The pipeline includes planned filings for orthopedic, surgical and diabetes care devices in the U.S., Europe and Japan through 2016 – and an entry into the robot-assisted surgery arena, executives said at the meeting today in New Brunswick, N.J.
J&J has a partnership with Intuitive Surgical (NSDQ:ISRG) for surgical tools like tissue cutters and sealers, said Gary Pruden, chairman of J&J’s global surgery group, but is also working on its own version of a robot-assisted surgical platform.
"We’re early, but we have some plans that we’re moving forward with," Pruden said today. "There are opportunities not just for lower costs, but improvements in functionality, ease of use and movement within the OR."
"There’s a lot of unmet need based on the current model of robotics," added Ethicon chairman Michael del Prado, who stressed that the cost/benefit analysis for certain laparoscopy procedures like cholecystectomy might rule out robotics for those surgeries.

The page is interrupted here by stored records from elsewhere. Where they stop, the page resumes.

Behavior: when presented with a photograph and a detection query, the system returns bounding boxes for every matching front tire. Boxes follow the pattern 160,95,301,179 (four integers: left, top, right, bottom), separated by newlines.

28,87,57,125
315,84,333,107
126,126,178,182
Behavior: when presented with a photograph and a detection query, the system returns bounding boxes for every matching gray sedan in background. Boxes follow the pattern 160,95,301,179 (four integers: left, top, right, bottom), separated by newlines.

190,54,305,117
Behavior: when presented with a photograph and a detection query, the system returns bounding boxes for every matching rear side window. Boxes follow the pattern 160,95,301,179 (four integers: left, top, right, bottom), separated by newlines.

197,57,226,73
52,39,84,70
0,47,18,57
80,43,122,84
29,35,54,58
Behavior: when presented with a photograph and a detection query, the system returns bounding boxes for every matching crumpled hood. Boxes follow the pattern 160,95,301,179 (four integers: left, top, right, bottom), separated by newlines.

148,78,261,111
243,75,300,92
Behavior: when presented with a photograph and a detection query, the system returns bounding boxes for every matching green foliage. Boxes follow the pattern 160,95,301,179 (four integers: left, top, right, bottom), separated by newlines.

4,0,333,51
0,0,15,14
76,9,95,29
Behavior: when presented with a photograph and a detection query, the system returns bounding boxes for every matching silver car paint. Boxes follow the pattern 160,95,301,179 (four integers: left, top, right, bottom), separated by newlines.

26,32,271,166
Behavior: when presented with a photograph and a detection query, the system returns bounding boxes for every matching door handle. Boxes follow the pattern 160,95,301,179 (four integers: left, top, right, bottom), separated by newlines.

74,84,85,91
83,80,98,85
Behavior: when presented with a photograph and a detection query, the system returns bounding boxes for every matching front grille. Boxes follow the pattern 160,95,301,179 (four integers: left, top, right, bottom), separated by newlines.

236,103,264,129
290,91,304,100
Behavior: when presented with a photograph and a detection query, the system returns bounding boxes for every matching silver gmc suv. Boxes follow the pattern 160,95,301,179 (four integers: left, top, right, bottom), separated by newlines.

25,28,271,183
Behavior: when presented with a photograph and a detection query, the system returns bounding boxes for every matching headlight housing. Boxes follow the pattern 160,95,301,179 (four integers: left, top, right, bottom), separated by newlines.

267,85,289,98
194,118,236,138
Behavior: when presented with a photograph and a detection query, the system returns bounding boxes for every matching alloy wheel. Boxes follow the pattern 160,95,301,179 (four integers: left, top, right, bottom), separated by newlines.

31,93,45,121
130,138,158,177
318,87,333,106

Citing the computer industry, which today makes computers as powerful as the room-sized machines of 50 years ago, Pruden said, robot-assisted surgery is in its early days in terms of the devices’ size and capabilities.
"You’re going to get to the point where it’s going to be be laptop-size," he predicted.
J&J’s also said its DePuy Synthes arm released 3 new products today: The Global Unite anatomic shoulder system; the Corail revision hip implant; and the Trumatch resection guide for its Attune rotating platform knee.